Every human has 400 flaws on an average in their DNA
Posted on Monday, 10th December 2012
Every humans has 400 flaws on an average in their DNA, geneticists say.
According to the UK researchers, most are "silent" mutations and do not affect health although they can cause problems when passed to future generations, while are linked to conditions like cancer or heart disease that appear in later life.
The evidence comes from the 1,000 Genomes project, which is mapping normal human genetic differences, from tiny changes in DNA to major mutations.
In the study, 1,000 seemingly healthy people from Europe, the Americas and East Asia had their entire genetic sequences decoded, to look at what makes people different from each other, and to help in the search for genetic links to diseases.
"All of our genomes contain flaws; some of us will carry deleterious variants but will not be at risk of acquiring the associated disease for one reason or another," the BBC quoted Dr Chris Tyler-Smith, lead researcher from the Wellcome Trust Sanger Institute as saying.

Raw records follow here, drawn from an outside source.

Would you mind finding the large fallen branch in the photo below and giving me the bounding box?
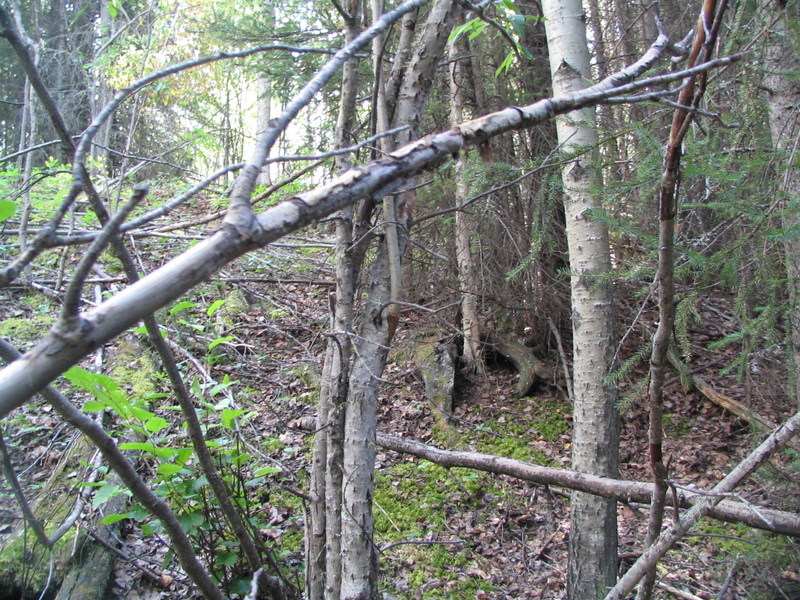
[605,412,800,600]
[0,36,740,418]
[377,433,800,537]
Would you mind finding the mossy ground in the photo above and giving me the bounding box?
[375,398,569,599]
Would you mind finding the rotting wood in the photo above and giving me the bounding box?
[416,344,456,431]
[668,352,800,451]
[377,433,800,537]
[290,416,800,538]
[484,333,550,398]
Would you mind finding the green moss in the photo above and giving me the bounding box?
[0,436,94,595]
[530,398,571,442]
[109,339,158,400]
[0,315,55,344]
[686,521,800,600]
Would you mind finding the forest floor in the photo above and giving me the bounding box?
[0,207,800,600]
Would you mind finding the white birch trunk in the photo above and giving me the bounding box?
[450,37,484,374]
[256,73,272,186]
[542,0,619,600]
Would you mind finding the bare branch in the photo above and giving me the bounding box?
[377,428,800,536]
[605,412,800,600]
[0,41,741,418]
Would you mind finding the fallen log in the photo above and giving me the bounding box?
[484,334,550,398]
[668,353,800,451]
[377,433,800,537]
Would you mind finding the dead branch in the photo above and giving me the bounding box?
[374,434,800,537]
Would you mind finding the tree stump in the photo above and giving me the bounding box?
[416,343,456,433]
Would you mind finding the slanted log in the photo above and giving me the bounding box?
[484,333,550,398]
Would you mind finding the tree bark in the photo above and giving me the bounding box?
[759,0,800,406]
[377,433,800,537]
[450,29,484,375]
[542,0,619,600]
[0,29,738,418]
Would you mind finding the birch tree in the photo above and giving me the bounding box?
[542,0,619,600]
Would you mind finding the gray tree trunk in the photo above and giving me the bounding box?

The new research compared the genomes of 179 participants, who were healthy at the time their DNA was sampled, with a database of human mutations developed at Cardiff University.
It revealed that a normal healthy person has on average about 400 potentially damaging DNA variations, and two DNA changes known to be associated with disease.
"Ordinary people carry disease-causing mutations without them having any obvious effect," Tyler-Smith said.
"In a population there will be variants that have consequences for their own health," he added.
The research gives an insight into the "flaws that make us all different, sometimes with different expertise and different abilities, but also different predispositions in diseases," Prof David Cooper of Cardiff University, the other lead researcher of the study, said.
"Not all human genomes have perfect sequences," he said.
"The human genome is packed with pervasive, architectural flaws," Cooper added.
The study has been published in The American Journal of Human Genetics.